Because we're drawing on a flat piece of paper, we have a lot of freedom to make whatever marks we choose, but many of those marks would contradict the illusion you're trying to create and remind the viewer that they're just looking at a series of lines on a flat piece of paper. In order to avoid this and stick only to the marks that reinforce the illusion we're creating, we can force ourselves to adhere to certain rules as we build up our constructions. Rules that respect the solidity of our construction.

For example - once you've put a form down on the page, do not attempt to alter its silhouette. Its silhouette is just a shape on the page which represents the form we're drawing, but its connection to that form is entirely based on its current shape. If you change that shape, you won't alter the form it represents - you'll just break the connection, leaving yourself with a flat shape. I'd like you to take a good look at this diagram showing the various types of actions we can take on a construction, using the example of a sphere.

Instead of adding in 2D with one-off lines and flat partial shapes as I've marked with blue here, and here when we want to build on our construction or alter something we add new 3D forms to the existing structure. Forms with their own complete silhouettes like this - and by establishing how those forms either connect or relate to what's already present in our 3D scene. We can do this either by defining the intersection between them with contour lines (like in lesson 2's form intersections exercise), or by wrapping the silhouette of the new form around the existing structure as shown here.

This is all part of understanding that everything we draw is 3D, and therefore needs to be treated as such in order for both you and the viewer to believe in that lie.

You can see this in practice in this beetle horn demo, as well as in this ant head demo. You can also see some good examples of this in the lobster and shrimp demos on the informal demos page. As Uncomfortable has been pushing this concept more recently, it hasn't been fully integrated into the lesson material yet (it will be when the overhaul reaches Lesson 4). Until then, those submitting for official critiques basically get a preview of what is to come.

The next thing I wanted to talk about is leg construction. I can see that you're making an effort to use the sausage method as introduced here, and you're doing a pretty good job of constructing chains of sausage forms and applying a contour line to each joint to show how these forms intersect in 3D space.
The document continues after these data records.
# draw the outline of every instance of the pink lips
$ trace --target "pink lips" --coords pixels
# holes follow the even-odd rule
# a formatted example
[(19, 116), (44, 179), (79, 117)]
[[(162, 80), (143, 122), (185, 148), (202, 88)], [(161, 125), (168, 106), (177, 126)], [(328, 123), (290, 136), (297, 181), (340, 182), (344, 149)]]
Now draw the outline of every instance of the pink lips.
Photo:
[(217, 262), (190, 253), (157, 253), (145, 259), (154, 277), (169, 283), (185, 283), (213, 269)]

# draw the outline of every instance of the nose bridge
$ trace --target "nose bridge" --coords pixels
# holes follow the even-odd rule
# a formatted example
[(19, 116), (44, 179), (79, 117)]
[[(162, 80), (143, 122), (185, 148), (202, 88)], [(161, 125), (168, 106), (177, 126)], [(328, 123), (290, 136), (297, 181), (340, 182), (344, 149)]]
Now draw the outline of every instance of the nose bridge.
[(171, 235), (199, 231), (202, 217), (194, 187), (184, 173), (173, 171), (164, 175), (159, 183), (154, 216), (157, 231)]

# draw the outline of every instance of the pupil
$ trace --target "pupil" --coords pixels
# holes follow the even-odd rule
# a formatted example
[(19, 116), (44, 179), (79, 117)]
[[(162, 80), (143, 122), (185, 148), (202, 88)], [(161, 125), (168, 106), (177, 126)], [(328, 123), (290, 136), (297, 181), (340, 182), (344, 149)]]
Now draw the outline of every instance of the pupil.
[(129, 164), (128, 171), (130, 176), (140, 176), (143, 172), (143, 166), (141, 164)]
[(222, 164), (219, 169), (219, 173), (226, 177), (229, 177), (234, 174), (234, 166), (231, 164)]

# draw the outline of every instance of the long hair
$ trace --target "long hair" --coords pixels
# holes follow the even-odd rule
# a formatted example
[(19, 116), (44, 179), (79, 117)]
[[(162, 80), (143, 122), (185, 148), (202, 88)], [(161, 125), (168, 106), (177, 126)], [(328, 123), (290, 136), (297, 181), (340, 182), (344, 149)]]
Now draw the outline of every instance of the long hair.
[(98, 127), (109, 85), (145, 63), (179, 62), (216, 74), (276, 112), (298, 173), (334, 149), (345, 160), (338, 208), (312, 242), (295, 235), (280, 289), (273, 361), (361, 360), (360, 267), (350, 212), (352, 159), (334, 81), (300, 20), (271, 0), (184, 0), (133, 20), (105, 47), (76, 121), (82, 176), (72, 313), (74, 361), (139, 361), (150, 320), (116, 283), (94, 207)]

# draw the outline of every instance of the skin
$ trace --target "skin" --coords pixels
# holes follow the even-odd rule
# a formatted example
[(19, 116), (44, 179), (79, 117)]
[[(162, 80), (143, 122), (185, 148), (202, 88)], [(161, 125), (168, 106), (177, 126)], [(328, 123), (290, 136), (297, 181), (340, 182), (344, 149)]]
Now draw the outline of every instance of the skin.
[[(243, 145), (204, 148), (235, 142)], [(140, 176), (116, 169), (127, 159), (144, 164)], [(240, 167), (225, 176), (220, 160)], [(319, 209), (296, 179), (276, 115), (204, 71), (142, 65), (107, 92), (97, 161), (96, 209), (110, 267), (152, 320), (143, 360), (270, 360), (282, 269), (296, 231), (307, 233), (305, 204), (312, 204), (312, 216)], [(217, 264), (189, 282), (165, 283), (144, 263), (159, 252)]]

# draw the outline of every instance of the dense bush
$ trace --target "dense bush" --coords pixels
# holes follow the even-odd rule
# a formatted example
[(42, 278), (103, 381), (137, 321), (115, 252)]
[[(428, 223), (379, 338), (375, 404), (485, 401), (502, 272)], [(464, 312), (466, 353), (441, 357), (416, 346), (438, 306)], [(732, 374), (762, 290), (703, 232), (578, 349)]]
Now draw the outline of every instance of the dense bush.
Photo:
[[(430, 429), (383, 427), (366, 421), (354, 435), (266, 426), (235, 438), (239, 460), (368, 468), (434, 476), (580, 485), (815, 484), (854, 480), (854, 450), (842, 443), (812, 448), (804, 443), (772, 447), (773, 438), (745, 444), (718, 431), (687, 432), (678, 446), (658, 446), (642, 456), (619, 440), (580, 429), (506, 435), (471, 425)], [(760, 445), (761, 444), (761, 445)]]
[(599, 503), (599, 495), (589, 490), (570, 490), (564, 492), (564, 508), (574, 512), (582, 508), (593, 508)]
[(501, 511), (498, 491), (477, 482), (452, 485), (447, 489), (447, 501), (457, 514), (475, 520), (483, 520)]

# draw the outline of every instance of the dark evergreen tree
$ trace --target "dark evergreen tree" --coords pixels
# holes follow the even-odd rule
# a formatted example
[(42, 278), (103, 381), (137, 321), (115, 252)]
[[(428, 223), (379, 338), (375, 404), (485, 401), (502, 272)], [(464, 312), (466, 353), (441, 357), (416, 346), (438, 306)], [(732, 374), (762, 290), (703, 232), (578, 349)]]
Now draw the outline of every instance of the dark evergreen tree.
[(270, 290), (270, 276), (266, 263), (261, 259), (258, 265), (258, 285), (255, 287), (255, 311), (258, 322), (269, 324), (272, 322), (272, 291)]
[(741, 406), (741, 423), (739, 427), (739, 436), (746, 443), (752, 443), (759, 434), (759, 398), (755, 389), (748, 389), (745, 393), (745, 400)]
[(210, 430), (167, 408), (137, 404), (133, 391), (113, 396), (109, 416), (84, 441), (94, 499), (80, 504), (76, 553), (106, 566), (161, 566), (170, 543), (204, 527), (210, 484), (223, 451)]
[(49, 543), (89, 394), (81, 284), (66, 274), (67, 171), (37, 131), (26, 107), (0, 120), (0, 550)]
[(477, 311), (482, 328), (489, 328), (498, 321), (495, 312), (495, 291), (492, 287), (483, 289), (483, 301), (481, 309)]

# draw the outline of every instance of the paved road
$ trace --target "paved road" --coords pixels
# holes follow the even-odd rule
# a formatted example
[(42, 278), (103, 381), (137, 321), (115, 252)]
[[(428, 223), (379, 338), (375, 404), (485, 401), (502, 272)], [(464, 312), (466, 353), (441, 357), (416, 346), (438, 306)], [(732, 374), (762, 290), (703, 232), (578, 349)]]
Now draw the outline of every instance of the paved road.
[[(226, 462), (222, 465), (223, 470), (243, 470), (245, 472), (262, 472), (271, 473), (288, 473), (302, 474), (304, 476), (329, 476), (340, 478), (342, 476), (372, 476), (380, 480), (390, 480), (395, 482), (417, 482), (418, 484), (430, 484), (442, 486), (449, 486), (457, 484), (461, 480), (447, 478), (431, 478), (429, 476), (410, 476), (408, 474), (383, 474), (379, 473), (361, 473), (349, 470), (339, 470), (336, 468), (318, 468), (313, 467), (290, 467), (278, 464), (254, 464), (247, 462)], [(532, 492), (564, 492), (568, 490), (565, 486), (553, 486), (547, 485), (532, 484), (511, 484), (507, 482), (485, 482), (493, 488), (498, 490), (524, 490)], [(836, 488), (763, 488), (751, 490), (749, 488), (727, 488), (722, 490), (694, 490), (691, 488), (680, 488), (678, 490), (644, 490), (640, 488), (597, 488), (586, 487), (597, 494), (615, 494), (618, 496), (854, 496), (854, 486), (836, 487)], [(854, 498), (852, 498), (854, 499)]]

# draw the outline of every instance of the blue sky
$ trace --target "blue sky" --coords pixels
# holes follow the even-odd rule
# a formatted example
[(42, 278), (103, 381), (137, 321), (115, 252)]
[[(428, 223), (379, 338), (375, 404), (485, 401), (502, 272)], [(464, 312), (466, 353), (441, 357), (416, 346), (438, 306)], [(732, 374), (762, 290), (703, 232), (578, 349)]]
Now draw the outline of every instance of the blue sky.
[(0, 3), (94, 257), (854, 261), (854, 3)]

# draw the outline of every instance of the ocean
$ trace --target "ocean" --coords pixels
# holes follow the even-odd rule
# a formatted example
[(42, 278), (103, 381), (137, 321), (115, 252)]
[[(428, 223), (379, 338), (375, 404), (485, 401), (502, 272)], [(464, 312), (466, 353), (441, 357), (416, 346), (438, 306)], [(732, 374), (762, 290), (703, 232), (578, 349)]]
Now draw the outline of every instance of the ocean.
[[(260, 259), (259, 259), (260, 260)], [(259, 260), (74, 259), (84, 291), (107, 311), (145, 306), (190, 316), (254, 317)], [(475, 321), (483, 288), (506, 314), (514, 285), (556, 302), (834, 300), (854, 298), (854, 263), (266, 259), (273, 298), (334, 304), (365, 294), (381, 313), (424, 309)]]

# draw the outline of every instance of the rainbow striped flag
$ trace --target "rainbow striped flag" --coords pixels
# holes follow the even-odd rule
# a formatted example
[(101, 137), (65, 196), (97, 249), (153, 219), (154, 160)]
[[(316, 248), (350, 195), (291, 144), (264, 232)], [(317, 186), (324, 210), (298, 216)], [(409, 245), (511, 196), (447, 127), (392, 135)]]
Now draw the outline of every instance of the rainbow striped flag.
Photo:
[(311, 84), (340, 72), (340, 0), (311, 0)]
You're on the right track, and I've made a few notes on your grasshopper that I hope will help with your leg constructions in future. "Draw through" and complete your leg forms, rather than cutting them off where they pass behind other forms. Observe your reference to pick out the smaller or subtler elements that make up the specific character of the leg you're trying to draw, and once your leg sausages are in place, construct the lumps, bumps and other complexities with additional forms.

Remember that the sausage method is not about capturing the legs precisely as they are - it is about laying in a base structure or armature that captures both the solidity and the gestural flow of a limb in equal measure, where the majority of other techniques lean too far to one side, either looking solid and stiff or gestural but flat. Once in place, we can then build on top of this base structure with more additional forms as shown in these examples here, here, and in this ant leg demo and also here on this dog leg demo as this method should be used throughout lesson 5 too.

All right, I think you understand the construction techniques covered in this lesson, so I'll be marking this as complete. Please make sure you refer to this critique (including the various diagrams and demos I've shared here) as you work through the next lesson, addressing the points discussed here as you tackle your animal constructions, where they will continue to be just as relevant.